# Babies! WNT Krakatoa x EVLV Brahman NEW PICS



## Rhasputin (Feb 21, 2010)

Veeeery good looking bubs! I expect great things from these guys.  
Born on the 14th.
Here are the ones I left with mom, Krakatoa. One tri, 3 HEAVY splashes, and 1 BEW? It's possible that it's a really really light splash, but I don't think so with how heavy the other splashes are. :? 
I'm not 100% sure what it is, but it'll be much more obvious once the fur comes in.  









Turns out the dad DID carry recessive spotting, but that's okay, as I got several heavy splashes (hopefully one or more is a girl) which is what I want!
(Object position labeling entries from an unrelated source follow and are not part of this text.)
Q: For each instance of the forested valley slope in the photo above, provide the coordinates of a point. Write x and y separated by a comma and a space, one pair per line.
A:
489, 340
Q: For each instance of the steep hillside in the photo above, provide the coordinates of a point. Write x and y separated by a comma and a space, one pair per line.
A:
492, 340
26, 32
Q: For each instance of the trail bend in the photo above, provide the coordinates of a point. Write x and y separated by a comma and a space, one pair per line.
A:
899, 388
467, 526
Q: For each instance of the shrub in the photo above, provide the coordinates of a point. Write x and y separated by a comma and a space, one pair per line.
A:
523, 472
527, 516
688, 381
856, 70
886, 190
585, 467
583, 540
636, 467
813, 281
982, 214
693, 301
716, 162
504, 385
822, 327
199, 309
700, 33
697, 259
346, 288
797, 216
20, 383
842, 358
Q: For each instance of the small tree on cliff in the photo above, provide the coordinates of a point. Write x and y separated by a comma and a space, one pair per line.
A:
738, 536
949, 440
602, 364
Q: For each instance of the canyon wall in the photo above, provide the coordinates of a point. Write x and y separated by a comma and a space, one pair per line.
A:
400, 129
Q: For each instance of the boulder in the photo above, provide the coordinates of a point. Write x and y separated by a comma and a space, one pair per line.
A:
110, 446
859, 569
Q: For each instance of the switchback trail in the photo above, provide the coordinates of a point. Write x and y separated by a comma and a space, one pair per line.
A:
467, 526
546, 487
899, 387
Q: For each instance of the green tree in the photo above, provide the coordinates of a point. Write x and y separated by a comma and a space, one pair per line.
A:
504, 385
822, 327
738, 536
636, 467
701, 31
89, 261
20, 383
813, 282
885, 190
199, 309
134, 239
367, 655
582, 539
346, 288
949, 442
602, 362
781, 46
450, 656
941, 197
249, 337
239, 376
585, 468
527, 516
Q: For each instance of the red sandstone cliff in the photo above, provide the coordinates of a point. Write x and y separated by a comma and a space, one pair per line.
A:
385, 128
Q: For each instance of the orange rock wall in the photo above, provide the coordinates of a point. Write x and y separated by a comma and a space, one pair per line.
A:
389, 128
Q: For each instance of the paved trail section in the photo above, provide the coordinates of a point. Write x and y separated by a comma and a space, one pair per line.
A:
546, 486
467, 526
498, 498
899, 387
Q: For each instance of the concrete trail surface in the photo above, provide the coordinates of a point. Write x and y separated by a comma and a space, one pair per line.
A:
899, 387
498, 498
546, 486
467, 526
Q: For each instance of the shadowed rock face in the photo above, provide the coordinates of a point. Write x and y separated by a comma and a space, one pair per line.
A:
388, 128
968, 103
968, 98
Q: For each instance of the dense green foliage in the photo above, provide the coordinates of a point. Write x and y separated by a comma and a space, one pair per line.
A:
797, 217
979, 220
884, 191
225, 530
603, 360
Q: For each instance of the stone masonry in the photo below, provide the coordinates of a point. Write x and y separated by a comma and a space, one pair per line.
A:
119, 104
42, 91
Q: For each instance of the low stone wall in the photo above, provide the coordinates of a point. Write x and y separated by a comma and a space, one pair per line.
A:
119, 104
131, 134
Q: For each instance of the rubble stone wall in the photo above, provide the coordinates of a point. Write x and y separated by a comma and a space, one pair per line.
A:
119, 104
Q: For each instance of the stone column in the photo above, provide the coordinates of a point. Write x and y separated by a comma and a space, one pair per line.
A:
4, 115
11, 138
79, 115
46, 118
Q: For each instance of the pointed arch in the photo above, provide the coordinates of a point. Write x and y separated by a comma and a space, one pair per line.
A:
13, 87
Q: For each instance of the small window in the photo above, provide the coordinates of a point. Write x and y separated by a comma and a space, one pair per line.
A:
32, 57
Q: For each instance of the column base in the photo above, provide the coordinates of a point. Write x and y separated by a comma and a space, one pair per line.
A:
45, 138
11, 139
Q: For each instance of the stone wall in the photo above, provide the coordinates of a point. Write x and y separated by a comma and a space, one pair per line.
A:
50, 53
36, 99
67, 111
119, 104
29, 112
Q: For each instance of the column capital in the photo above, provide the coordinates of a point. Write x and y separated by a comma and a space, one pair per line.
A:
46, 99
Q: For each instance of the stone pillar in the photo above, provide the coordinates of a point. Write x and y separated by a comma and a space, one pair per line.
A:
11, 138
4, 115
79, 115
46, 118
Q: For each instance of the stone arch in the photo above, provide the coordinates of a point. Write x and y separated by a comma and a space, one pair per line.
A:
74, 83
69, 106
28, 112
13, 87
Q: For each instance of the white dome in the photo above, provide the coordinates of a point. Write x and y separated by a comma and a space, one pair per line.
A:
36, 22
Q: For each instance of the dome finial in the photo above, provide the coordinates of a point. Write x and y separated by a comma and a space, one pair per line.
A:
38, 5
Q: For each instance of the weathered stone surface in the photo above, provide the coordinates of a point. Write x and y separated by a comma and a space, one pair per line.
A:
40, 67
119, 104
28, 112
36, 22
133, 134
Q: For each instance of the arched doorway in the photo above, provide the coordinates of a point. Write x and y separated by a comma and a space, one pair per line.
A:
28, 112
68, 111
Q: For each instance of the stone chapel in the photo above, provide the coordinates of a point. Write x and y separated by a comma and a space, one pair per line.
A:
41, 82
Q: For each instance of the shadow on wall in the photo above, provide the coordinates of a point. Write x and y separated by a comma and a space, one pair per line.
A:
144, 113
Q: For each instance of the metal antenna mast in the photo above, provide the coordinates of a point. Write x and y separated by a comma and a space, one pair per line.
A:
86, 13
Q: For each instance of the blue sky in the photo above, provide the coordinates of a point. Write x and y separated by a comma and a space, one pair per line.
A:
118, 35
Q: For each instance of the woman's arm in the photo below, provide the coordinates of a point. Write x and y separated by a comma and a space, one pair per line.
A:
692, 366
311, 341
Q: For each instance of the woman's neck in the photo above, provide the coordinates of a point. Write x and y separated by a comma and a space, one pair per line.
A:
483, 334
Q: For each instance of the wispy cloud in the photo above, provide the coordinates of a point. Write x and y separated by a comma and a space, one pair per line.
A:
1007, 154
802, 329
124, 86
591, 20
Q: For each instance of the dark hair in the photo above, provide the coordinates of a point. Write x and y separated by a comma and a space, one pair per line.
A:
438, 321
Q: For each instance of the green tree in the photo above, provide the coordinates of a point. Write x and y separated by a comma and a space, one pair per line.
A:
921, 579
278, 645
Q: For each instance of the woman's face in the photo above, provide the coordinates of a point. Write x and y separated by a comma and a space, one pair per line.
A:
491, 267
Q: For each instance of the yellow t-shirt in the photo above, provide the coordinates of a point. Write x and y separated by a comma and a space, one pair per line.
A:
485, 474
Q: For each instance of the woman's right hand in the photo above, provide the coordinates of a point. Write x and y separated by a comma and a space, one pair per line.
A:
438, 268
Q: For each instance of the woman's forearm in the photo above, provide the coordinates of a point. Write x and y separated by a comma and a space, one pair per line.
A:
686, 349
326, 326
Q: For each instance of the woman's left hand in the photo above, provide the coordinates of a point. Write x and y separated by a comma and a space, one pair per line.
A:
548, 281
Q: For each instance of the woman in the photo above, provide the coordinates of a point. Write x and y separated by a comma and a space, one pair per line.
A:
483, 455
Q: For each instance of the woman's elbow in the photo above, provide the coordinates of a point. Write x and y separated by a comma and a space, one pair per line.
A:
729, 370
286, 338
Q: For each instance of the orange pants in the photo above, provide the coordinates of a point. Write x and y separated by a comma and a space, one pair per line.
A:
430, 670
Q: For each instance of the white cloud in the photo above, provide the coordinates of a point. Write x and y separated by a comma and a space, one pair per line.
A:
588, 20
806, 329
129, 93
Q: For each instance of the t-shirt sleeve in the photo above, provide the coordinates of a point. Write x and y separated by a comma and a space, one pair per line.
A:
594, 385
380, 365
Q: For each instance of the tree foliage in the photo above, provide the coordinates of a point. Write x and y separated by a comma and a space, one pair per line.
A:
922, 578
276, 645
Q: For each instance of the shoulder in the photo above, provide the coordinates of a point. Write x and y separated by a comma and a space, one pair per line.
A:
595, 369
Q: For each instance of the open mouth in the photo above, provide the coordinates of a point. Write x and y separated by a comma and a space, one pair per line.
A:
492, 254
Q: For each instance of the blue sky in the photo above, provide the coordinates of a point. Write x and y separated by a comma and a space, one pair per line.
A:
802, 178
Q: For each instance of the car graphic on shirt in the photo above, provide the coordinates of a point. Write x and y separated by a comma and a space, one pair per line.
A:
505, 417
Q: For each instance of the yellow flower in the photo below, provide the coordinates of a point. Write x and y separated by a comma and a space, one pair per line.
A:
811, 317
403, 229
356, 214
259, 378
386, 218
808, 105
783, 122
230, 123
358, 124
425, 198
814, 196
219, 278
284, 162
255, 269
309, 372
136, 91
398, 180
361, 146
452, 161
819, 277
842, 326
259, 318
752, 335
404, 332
Here is the rest of the litter, which I fostered out to another mom, just because I didn't want to euthanize them, and happened to have several mothers who were good for fostering. 








They're all a little smaller than the rest of the litter, but they'll make someone some lovely pets. 

Here are some ASF pups, just to keep your attentions. 









Yay!


----------



## Roland (Aug 17, 2009)

Rhasputin said:


> Veeeery good looking bubs! I expect great things from these guys.
> Born on the 14th.
> Yay!


Wow! Great! Congratulations! Your mice would really be able to compete against mine. Keep on the good work. 
Unfortunately there is the pond between us...

Best regards, Roland
Chilloutarea Mousery - Tricolor , Splashed , Merle , Recessive Red
The place where science meets fun!


----------



## Rhasputin (Feb 21, 2010)

That is a huge compliment Roland! Thank you very much!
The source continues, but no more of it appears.